S[j, k] = max(S[j — 1, k], S[j, k — 1]) if j > 0 and u_j != v_k (This is because we can’t use both u_j and v_k in a common subsequence of the inputs, so we must omit at least one of them).
6 — Knapsack Problem
Given the weights and values of n items, we want to put these items in a knapsack of capacity W to get the maximum total value in the knapsack. In other words, given two integer arrays val[0, …, n — 1] and wt[0, …, n — 1] which represent values and weights associated with n items respectively and an integer W which represents knapsack capacity, we want to find out the maximum value subset of val[] such that the sum of the weights of this subset is smaller than or equal to W. We cannot break an item, either pick the complete item, or don’t pick it (hence the 0–1 property). Below is an O(n x W) dynamic programming pseudocode solution:
Knapsack-Indivisible(n, c, w, W): 1 - Initialize S[0, v] = 0 for every v = 0, …, W 2 - Initialize S[k, 0] = 0 for every k = 0, …, n 3 - For v = 1 to W do: 4 - For k = 1 to n do: 5 - S[k, v] = S[k - 1, v] 6 - If (w_k <= v) and (S[k - 1, v - w_k] + c_k > S[k, v]) then: 7 - S[k, v] = S[k - 1, v - w_k] + c_k 8 - Return S[n, W]
In each iteration, S[k, v] is the maximum cost of a subset of items chosen from the first k items where subset weights are less than v. Note that:
S[k, v] = 0 if k = 0 or v = 0.
S[k, v] = max(S[k — 1, v], c_k + S[k — 1, v — w_k]) if k > 0 and v > 0.
7 — Matrix Chain Multiplication Problem
Given a sequence of matrices, find the most efficient way to multiply these matrices together. The problem is not actually to perform the multiplications, but merely to decide in which order to perform the multiplications. We have many options to multiply a chain of matrices because matrix multiplication is associative. In other words, no matter how we parenthesize the product, the result will be the same. For example, if we had four matrices A, B, C, and D, we would have: (ABC)D = (AB)(CD) = A(BCD) = …. The Dynamic Programming solution can be found below:
Matrix-Chain-Multiplication(a_1, …, a_n): 1 - For L = 1 to n do S[L, L] = 0 2 - For d = 1 to n do: 3 - For L = 1 to n - d do: 4 - R = L + d 5 - S[L, R] = Infinity 6 - For k = L to R - 1 do: 7 - tmp = S[L, k] + S[k + 1, R] + a_(L - 1) x a_K x a_R 8 - If S[L, R] > tmp then: S[L, R] = tmp 9 - Return S[1, n]
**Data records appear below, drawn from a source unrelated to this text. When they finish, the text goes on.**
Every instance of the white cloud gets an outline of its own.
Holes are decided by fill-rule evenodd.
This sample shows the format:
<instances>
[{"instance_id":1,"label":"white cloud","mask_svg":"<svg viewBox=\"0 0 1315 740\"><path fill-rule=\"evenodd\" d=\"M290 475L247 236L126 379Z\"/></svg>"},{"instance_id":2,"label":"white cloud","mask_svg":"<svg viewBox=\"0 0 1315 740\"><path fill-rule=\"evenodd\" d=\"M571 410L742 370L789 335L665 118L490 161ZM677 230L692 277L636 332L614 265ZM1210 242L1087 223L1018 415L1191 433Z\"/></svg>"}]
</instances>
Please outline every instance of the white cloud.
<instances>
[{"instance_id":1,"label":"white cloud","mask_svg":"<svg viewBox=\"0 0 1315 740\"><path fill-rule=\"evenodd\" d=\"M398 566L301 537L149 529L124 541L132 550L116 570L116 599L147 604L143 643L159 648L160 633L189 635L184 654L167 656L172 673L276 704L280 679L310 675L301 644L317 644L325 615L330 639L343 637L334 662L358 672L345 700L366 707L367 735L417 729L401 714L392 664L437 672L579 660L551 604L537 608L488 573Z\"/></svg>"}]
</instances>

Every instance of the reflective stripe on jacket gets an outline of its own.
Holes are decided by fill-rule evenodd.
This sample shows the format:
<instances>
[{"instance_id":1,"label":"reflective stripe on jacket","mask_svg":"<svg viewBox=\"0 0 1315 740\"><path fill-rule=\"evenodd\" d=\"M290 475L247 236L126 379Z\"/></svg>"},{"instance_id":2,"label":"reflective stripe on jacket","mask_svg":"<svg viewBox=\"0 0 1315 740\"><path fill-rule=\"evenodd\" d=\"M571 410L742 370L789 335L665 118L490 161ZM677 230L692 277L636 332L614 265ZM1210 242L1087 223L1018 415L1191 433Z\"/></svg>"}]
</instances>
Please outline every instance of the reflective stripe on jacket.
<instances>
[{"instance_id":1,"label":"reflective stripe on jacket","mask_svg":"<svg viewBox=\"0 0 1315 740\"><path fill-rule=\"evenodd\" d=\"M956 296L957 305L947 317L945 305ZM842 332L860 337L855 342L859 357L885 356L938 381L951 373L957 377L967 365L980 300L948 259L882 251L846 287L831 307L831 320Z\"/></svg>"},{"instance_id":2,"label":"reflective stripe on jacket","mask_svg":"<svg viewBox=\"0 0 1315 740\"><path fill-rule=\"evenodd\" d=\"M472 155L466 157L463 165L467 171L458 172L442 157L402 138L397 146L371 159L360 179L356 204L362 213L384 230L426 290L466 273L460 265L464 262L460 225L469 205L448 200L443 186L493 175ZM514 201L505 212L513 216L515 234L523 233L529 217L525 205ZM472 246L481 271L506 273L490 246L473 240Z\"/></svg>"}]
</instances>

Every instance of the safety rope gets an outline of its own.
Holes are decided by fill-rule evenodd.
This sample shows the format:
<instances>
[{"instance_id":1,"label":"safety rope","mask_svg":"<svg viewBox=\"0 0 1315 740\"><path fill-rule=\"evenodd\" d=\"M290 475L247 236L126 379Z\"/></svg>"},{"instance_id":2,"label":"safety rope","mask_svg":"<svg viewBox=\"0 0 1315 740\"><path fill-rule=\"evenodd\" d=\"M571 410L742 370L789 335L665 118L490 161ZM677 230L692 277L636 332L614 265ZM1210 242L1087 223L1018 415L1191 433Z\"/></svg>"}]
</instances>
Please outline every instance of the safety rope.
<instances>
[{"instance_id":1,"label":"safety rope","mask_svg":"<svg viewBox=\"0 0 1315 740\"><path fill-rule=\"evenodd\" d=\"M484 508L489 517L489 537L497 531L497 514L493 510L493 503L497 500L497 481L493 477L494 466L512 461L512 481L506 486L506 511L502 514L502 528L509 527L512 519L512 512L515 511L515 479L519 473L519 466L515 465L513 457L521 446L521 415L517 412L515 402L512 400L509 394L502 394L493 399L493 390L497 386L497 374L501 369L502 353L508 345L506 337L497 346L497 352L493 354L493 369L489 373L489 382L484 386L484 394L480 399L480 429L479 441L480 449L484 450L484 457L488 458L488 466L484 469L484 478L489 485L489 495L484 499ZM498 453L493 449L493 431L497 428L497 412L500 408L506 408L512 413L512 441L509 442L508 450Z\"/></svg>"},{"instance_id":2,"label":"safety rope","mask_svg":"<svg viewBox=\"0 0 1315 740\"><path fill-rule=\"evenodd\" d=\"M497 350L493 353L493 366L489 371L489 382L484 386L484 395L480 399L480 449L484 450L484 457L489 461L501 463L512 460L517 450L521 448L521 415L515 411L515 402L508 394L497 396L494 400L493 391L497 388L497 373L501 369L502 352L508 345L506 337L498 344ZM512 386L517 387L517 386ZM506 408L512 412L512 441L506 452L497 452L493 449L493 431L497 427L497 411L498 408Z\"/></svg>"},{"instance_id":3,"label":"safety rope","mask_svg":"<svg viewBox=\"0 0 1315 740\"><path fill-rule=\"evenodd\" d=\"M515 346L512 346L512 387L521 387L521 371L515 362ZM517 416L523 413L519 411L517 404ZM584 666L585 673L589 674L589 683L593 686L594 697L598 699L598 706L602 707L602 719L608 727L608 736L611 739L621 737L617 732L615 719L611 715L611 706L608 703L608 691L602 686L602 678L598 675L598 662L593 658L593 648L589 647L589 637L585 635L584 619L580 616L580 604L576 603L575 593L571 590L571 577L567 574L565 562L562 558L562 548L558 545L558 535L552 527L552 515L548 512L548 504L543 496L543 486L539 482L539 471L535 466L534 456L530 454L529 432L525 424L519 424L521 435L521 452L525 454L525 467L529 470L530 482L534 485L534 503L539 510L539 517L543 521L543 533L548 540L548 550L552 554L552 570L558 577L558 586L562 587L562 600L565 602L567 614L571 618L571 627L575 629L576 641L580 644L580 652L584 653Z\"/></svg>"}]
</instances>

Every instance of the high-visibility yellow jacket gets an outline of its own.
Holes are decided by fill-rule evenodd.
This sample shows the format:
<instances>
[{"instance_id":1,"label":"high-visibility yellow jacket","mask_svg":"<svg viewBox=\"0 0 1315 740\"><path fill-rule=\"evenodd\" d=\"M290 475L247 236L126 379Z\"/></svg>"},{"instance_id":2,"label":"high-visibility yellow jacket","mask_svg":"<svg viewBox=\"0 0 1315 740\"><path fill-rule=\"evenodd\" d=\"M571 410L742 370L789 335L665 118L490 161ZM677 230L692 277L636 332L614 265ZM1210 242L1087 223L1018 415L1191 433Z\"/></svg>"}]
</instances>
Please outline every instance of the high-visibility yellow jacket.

In each iteration, S[L, R] is the minimum number of steps required to multiply matrices from the L-th to the R-th (a_L x a_(L + 1) x … x a_(R — 1) x a_R). Note that:
S[L, R] = 0 if L = R.
S[L, R] = min(S[L, k] + S[k + 1, R] + a_(L — 1) x a_K x a_R).
Comparison
We can make whatever choice seems best at the moment and then solve the subproblems that arise later. The choice made by a greedy algorithm may depend on choices made so far but not on future choices or all the solutions to the subproblem. It iteratively makes one greedy choice after another, reducing each given problem into a smaller one. In other words, a greedy algorithm never reconsiders its choices.
This is the main difference from dynamic programming, which is exhaustive and is guaranteed to find the solution. After every stage, dynamic programming makes decisions based on all the decisions made in the previous stage, and may reconsider the previous stage's algorithmic path to solution.
For example, let's say that you have to get from point A to point B as fast as possible, in a given city, during rush hour. A dynamic programming algorithm will look into the entire traffic report, looking into all possible combinations of roads you might take, and will only then tell you which way is the fastest. Of course, you might have to wait for a while until the algorithm finishes, and only then can you start driving. The path you will take will be the fastest one (assuming that nothing changed in the external environment).
On the other hand, a greedy algorithm will start you driving immediately and will pick the road that looks the fastest at every intersection. As you can imagine, this strategy might not lead to the fastest arrival time, since you might take some "easy" streets and then find yourself hopelessly stuck in a traffic jam.